深处有什么Ⅱ(8)

云骞点头似捣蒜:“对对对,要相信科学。”

“再一个通过对死者身体上的电锯切割伤进行分析,凶手是个身高在一八零,体重六十公斤左右的男性,现场没有丢失任何财务,说明他的目的就是为了杀人,如果他对于死者廖曼的仇恨来自于廖曼养鬼仔,但廖曼房间的鬼仔没有被翻动过的痕迹,那么他对所谓的鬼仔还是抱有一定的畏惧态度,他相信这种东西的存在。”

“我们已经打电话给就近的佛牌店店主,请他明天过来对廖曼养的古曼童以及佛牌做个研究,看能不能找出什么线索。”

温且笑着点点头:“身高一八零左右,体重六十公斤左右,有一定信仰,小时候生活在封建落后的贫困地区,与廖曼认识,且有着较强反侦察能力学历不算低的成年男性,这样排查起来就简单多了,或许,你们可以去找那些经常偷拍廖曼的狗仔队问问。”

说话间,传菜员鱼贯而入,盘盘珍馐端上,但此时的云骞却胃口尽失,满脑子都是案发现场那血肉模糊的尸体。

“怎么不吃,刚才不是一直喊饿么?”看着迟迟未动筷的云骞,温且关心地问道。

“想起一点不太好的事,没胃口了。”

温且也表示理解:“是,做这一行总有些迫不得已的事,习惯就好了。”

说着,他用公筷夹起一块腰花放到云骞碗里:“这个,你最爱吃的。”

云骞大惊,但又觉得诧异,探头问道:“你怎么知道我喜欢吃爆炒腰花。”

温且笑得温柔:

“秘密。”

作者有话要说:

给大家推荐一部美剧和一部电影:

《切尔诺贝利》和《血疫》,一个讲核辐射的一个讲埃博拉病毒感染的,都是美国的,看得我真是又气又难过,不过很好看~推荐给你们~

第8章 夜话(7)

在外面飘了一天的云骞一回到家便遭到他老爹的无情控诉,什么儿大不中留,有了媳妇忘了爹娘,管不住了,翅膀硬了之类。
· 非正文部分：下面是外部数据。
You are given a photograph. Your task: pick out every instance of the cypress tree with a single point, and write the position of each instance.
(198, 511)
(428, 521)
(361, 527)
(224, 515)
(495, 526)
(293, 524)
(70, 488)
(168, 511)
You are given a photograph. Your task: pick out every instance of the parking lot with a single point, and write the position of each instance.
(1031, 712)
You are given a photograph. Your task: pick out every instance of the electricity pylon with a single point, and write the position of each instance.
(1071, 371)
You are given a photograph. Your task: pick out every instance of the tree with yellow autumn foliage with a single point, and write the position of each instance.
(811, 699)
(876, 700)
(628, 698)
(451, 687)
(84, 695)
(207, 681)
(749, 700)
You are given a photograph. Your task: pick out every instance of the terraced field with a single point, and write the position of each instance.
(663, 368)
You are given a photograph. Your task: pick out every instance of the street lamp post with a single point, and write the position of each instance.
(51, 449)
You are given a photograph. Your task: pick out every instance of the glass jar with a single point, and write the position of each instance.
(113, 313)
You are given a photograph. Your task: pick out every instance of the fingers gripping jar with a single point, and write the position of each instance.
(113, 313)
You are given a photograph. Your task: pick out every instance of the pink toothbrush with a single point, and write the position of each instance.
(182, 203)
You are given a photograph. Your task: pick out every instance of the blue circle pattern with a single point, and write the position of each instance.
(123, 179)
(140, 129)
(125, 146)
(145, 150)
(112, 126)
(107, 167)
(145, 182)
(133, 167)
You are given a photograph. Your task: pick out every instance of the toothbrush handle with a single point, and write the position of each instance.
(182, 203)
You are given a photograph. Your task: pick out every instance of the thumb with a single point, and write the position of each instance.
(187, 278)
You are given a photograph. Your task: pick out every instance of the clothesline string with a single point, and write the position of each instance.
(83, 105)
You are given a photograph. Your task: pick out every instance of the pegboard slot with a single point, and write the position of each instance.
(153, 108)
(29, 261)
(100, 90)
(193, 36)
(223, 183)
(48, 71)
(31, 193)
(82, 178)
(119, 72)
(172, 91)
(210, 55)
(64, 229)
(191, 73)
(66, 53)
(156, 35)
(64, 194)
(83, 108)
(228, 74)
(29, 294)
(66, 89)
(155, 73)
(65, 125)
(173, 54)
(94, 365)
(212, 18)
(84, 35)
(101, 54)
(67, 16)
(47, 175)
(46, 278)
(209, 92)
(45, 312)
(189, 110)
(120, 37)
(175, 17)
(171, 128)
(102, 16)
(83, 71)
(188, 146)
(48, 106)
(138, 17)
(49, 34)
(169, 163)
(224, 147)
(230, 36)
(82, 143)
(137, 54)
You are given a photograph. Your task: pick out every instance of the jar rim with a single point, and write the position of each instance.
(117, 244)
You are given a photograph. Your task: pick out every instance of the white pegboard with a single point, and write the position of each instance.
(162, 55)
“爸,您这又是唱的哪一出,这都什么跟什么,媳妇八字还没一撇呢您倒先给安排上了,昨晚我去出公务了,手机没电了而已,而且您看我这不是安全回家了么。”

云老头一听更是气得捶胸顿足:

“你这臭小子现在都敢反驳我了,你妈死的早,我这个糟老头子一把屎一把尿的把你喂养长大……”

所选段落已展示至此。